Comparing Large Bodies of Text with Hash Codes

Tuesday Jun 22nd 2004 by Tom Archer - MSFT

While most people think of hash codes in relation to cryptography, Tom Archer illustrates how they can be used to quickly and easily compare text values of virtually any size.

Welcome to this week's installment of .NET Tips & Techniques! Each week, award-winning Architect and Lead Programmer Tom Archer demonstrates how to perform a practical .NET programming task.

While most people think of hash codes in relation to security, hash codes actually are a very fast means of comparing large text values. Using the standard Windows CryptoAPI can be very cumbersome, but the various classes defined in the .NET Cryptography namespace make using hash codes—and other cryptographic functions—easier and more accessible than ever. In this article, I illustrate just how easy it is to compare two text values in a .NET application using hash codes.

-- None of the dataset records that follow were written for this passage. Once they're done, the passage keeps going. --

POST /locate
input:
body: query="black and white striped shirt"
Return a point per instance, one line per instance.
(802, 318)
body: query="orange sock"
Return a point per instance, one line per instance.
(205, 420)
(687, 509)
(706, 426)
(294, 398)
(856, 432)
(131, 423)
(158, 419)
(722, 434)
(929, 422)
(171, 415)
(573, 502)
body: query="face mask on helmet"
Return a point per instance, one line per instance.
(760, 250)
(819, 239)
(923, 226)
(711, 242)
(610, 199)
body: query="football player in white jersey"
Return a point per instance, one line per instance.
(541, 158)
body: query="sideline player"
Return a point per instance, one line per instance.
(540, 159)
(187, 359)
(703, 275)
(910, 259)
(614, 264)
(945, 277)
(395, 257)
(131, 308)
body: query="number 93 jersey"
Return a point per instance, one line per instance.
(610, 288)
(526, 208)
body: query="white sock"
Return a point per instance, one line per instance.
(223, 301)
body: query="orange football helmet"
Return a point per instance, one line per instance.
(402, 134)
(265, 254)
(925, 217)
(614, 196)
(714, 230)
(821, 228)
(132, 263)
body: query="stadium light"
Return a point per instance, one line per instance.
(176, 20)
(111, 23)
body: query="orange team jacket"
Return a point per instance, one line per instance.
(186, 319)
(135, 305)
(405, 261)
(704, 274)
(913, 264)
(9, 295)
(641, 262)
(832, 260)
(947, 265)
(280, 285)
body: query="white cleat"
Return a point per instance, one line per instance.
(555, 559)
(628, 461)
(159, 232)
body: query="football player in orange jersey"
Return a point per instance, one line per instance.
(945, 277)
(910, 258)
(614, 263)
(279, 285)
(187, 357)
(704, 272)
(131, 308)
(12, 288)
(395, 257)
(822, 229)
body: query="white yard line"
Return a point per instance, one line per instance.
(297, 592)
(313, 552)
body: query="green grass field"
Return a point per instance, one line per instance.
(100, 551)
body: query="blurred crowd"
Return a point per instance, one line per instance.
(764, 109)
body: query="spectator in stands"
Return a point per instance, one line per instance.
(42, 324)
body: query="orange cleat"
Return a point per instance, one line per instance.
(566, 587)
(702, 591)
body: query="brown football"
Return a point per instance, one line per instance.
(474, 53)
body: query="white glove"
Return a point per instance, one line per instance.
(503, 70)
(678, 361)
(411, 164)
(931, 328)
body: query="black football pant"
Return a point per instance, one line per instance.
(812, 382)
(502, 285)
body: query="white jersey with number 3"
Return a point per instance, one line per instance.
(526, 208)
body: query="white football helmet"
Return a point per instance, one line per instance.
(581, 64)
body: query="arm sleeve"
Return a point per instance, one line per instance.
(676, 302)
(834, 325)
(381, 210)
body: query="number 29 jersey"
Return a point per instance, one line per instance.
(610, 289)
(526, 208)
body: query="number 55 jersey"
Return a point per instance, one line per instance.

Creating a hash code for a body of text is as simple as deciding which hashing algorithm you wish to use (for example, MD5, SHA1, and so forth), instantiating the appropriate .NET service provider object, and then calling that object's ComputeHash method. (All hash algorithm classes ultimately derive from the HashAlgorithm class and inherit its ComputeHash method, which is usually overridden.) Other than that, there's just the typical conversion between Byte (or Char) arrays to String objects, and you're done.

Figure 1 contains a screen capture of the demo application included with this article.

Figure 1: Simple C++ Managed Extensions example illustrating the comparison of two text (string) values using hash codes

The application uses the MD5 hash code algorithm to compare two input strings. The two fields below the two input fields are the actual hash codes. Below you'll find the code used to generate those hash codes and compare the results.

The code first uses the Encoding::ASCII::GetBytes method to convert from the String values returned from the input controls to Byte arrays. A MD5CryptoServiceProvider object is then instantiated and its ComputeHash method is called for each Byte array, resulting in a second Byte array containing the hash code for the text value. The hash values are converted to String values and displayed on the demo dialog and compared for equality where the results of the comparison are shown in a message box. That's it—just a few lines of code to compare two text values of virtually any length!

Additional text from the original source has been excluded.